Next week, Saint Mary's annual Love Your Body Week will educate students on how to maintain a healthy and self-accepting lifestyle in connection with National Eating Disorders Week.
Sophomore Kelly Gutrich, co-chair of Love Your Body Week, said 2011 alumna Christina Grasso inspired the planning committee to incorporate eating disorder awareness into the Week's events. Grasso co-founded the New York chapter of Project HEAL: Help to Eat, Accept and Live, which promotes self-acceptance and positive body image.
Grasso said members of Project HEAL work as mentors and consultants to diminish society's obsession with body image, which is a common cause of eating disorders. Only one in 10 of the approximately 24 million Americans suffering from eating disorders receives the necessary treatment, according to the National Association of Anorexia Nervosa and Associated Disorders.
As an undergraduate at the College, Grasso helped begin Love Your Body Week in 2011 and spoke about her own battle with anorexia at one of the first events.
"I am more than willing to get a little uncomfortable in front of a crowd disclosing parts of my own experience for the good of others," Grasso said. "I battled an eating disorder for 10 years, and it gives great meaning to my journey to know that I have made the lives of others even slightly easier."
This year's events related to Project HEAL's mission will begin Monday with a panel discussion titled "Biting Back" at 7 p.m. in Madeleva Hall. Assistant professor of phsychology Bettina Spencer and 2011 alumna Gina Storti will speak Tuesday at 7 p.m. in Vander Vennet Theatre in the Student Center, presenting their research in a talk titled "Love your body? Body image at SMC compared to ND." On Wednesday, assistant professor of communication studies Terri Russ will lecture on "Beautiful Body Battles, Why Are We All Chasing Unicorns?" at 7 p.m. in Carroll Auditorium in Madeleva Hall.
These events are in keeping with the Project HEAL mission to promote positive mental and physical approaches to body image among women.

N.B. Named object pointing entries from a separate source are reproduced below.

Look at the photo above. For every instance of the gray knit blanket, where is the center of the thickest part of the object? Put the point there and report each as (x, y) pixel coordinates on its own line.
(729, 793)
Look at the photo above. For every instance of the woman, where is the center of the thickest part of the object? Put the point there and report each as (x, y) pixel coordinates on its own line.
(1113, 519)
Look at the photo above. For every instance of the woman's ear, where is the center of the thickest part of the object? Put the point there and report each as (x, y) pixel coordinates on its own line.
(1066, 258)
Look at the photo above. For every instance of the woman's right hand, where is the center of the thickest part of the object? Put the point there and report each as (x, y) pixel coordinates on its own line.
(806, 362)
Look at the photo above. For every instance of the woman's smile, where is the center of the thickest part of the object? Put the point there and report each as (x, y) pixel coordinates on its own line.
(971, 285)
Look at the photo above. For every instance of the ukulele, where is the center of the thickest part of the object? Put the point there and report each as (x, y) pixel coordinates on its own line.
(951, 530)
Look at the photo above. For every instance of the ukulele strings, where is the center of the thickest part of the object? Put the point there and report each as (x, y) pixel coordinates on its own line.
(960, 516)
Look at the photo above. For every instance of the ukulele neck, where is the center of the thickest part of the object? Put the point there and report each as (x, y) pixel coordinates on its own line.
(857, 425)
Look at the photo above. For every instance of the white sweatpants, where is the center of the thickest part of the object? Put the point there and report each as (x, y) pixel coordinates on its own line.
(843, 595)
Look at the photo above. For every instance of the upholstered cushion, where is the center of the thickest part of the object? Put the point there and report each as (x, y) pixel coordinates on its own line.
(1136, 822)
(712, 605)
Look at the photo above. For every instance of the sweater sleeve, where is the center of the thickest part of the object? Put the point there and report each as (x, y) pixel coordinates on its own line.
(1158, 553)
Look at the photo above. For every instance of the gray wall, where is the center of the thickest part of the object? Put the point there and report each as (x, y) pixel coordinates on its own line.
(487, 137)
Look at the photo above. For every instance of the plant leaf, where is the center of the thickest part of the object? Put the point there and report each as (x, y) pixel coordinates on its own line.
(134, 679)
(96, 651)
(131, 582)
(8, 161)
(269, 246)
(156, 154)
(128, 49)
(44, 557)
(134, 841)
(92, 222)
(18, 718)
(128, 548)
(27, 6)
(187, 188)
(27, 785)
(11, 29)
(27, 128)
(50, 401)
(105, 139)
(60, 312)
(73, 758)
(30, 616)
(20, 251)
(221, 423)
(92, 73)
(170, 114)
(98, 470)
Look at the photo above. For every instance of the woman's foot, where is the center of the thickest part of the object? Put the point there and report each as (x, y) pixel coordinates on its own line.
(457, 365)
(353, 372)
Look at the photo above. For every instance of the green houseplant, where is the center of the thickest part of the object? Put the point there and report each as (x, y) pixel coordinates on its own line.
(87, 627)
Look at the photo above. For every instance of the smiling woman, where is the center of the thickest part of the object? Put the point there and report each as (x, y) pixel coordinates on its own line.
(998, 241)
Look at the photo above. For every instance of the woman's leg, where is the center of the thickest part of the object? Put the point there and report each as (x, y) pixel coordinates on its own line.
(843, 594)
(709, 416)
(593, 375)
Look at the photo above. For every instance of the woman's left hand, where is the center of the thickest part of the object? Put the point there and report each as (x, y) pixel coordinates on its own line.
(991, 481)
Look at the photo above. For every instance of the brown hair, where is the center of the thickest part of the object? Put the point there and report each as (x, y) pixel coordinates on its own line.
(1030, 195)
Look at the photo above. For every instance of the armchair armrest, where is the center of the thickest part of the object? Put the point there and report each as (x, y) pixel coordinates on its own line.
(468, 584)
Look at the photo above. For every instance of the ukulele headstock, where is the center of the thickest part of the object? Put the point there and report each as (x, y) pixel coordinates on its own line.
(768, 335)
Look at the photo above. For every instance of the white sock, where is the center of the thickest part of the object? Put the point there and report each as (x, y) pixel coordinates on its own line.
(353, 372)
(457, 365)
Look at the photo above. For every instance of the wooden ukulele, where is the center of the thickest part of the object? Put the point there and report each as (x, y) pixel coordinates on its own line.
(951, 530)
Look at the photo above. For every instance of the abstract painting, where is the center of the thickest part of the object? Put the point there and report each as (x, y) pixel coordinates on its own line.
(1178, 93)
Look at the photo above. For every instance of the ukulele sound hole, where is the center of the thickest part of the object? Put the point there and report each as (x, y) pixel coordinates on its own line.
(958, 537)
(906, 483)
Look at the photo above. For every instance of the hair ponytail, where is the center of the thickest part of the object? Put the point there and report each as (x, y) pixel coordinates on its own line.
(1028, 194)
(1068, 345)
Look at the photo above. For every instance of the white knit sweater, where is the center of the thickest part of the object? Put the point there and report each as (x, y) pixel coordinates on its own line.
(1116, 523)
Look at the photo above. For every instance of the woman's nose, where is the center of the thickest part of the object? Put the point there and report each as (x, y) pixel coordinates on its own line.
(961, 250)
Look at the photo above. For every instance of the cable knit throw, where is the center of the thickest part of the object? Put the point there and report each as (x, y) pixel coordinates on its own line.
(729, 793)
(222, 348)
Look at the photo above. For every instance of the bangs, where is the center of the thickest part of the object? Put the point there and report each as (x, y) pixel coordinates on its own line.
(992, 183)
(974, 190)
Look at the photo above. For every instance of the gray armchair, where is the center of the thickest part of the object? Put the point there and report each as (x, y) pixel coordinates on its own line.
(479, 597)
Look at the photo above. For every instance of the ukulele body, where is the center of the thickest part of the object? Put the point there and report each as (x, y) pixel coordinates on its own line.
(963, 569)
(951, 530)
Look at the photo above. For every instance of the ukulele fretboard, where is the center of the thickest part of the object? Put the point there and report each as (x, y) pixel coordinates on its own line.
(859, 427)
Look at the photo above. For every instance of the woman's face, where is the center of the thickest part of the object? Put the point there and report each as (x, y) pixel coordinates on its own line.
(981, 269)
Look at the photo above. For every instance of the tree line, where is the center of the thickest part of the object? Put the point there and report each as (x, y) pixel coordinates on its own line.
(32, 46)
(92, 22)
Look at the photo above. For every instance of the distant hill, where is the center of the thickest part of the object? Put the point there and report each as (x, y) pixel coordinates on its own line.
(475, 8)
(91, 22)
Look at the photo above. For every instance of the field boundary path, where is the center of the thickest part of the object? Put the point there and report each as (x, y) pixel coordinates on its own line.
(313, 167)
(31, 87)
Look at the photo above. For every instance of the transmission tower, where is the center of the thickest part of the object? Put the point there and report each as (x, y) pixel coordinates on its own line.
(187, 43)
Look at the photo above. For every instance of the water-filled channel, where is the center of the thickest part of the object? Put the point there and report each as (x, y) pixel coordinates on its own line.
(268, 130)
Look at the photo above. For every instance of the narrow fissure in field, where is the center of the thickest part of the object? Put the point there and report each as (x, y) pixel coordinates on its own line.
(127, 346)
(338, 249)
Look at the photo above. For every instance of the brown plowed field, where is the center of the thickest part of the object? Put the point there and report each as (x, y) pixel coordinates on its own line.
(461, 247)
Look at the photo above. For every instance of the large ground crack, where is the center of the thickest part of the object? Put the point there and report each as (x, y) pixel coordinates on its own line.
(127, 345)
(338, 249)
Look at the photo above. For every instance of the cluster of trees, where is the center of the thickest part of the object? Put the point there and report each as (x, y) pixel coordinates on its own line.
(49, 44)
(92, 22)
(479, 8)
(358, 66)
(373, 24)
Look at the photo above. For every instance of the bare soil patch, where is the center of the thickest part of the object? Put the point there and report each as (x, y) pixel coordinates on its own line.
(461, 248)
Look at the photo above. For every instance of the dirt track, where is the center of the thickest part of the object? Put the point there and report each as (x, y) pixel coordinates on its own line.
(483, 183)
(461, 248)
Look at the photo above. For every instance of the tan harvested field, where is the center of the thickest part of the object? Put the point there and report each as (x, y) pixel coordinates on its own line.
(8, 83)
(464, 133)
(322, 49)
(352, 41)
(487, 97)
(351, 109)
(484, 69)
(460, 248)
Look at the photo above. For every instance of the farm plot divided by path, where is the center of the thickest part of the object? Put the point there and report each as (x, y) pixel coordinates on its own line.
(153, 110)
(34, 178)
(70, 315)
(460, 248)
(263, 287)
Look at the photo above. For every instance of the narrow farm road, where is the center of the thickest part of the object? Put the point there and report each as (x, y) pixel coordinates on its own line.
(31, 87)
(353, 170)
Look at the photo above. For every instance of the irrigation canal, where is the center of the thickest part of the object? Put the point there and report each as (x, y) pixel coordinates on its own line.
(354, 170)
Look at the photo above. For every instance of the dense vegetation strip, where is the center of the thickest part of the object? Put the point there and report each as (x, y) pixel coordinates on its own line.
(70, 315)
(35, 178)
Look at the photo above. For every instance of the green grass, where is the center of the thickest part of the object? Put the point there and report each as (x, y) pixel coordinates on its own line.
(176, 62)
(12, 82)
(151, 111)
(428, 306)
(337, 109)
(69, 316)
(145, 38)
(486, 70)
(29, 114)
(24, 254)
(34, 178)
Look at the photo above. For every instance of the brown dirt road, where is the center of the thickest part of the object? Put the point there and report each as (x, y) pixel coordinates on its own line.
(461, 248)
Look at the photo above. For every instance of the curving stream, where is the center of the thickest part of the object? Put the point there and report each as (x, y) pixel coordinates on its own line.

"As an organization, we strive to raise awareness about eating disorders and raise funds to provide scholarships to send applicants to eating disorder treatment," Grasso said.
Grasso said Project HEAL assists women who cannot afford treatment for these disorders. This treatment costs between $500 and $2,000 per day and is not usually covered by health care, according to the South Carolina Department of Mental Health.
"Since our launch five years ago, we have raised over $200,000 and sent seven applicants to treatment, all of whom are doing well and reclaiming their lives" Grasso said. "Inpatient and residential treatment for eating disorders are often imperative for survival and recovery.